Data Lakes emerge; data curation still required
Hadoop has helped organizations significantly reduce the cost of data processing by spreading work over clusters built on commodity hardware, and the ability to host massive amount of heterogeneous and diverse data sets.
Hadoop as a Cheap Data Warehouse for “Cold” Data
Hadoop enables organizations to avoid putting all data into the DW; instead they can move cold data (data that has not been used for a while) into the data lake as a cheaper alternative to the expensive data warehouse stack. Only clean, curated and “hot” data remain in the DW to cater for the various analytics and applications. While the economy of the solution is well justified, it fails to address the ongoing operation of handling an increasing number of data sources everyday; new data can: (1) Augment and enrich the information of what the organization classifies as hot and operational; (2) Constitute a new data source that need to be fed into the current analytics pipeline; or (3) can be part of the enterprise “Cold” data with no immediate effect on the business Intelligence stack.
Here is the dilemma in using Hadoop as a cheap data warehouse: Data can only be classified as Hot or Cold based on usage patterns in the data warehouse. Classifying new data as “hot” or “cold” cannot possibly happen before this data is fully curated and integrated/linked with the existing data set. Curation is a precursor and a necessary condition for a meaningful analytics., hence curating new data sources before classifying it as important or not is inevitable.
Does that mean we maintain a DW for all data to carry out the integration in a normal ETL manner? Doesn’t that defeat the purpose of a DW only for hot and curated data?
Curation is also very expensive; in fact it almost certainly dominates storage and other optimizations issues.
Imagining that curation can happen on-the-fly while moving data around between the lake and the data warehouse is a huge oversimplification.
Ingesting Data into the Lake; the Case for Continuous Data Curation
Using Hadoop and the concept of data lakes side by side with business intelligence and DW stacks requires fundamental shift on how we see ETL. Hadoop will be the front line in ingesting all sorts of data sources, often in raw and heterogeneous formats. This schema-less or partial schema data often wait in this swamp till heavy-weight ETL processes make sense of it and try to fit in the various analytics schema in the BI stack.
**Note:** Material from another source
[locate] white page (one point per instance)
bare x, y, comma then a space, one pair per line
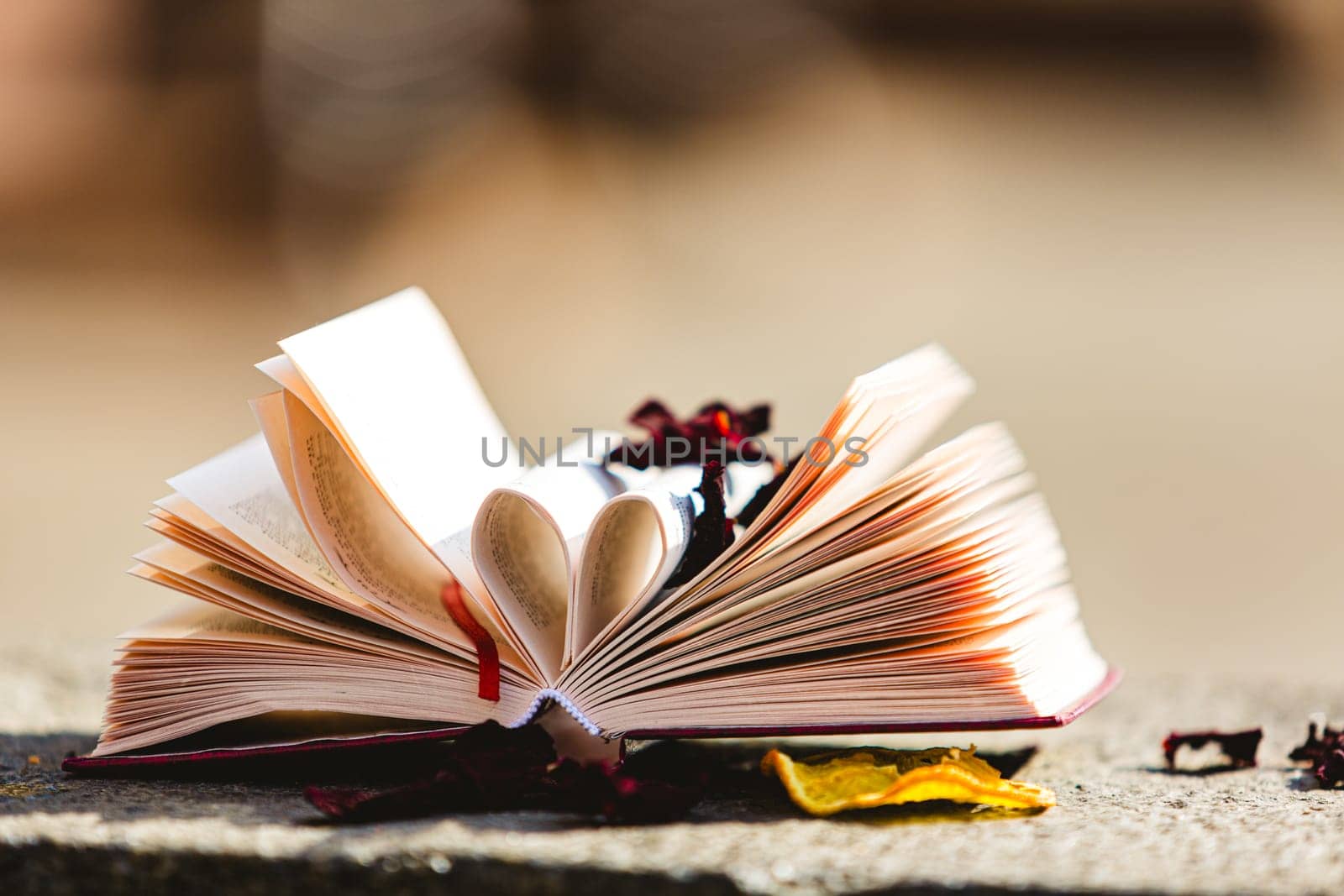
402, 396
Business changes, schema evolution, and various technology upgrades render large chunks of the curation and integration work (The T in the ETL) simply unusable.
Do we need to fully understand the analytics and the reporting requirements before starting making sense in the growing data in the lake? Can we really afford to postpone integration and curation till we understand the business needs (that might come with timing constraints)?
The lake provides a huge opportunity for a bottom-up continuous curation and connecting exercise that links these bits and pieces all the time. Data curation in the lake can discover relationships and schemas the enterprise itself was not aware of.
The result is a much smaller overhead and a much cheaper and quicker way to move cold (now curated) data into the hot DW. Data lakes don’t have to be swamps, they can be the opportunity to extract value from data by continuously connecting related pieces and discovering meaningful schemas.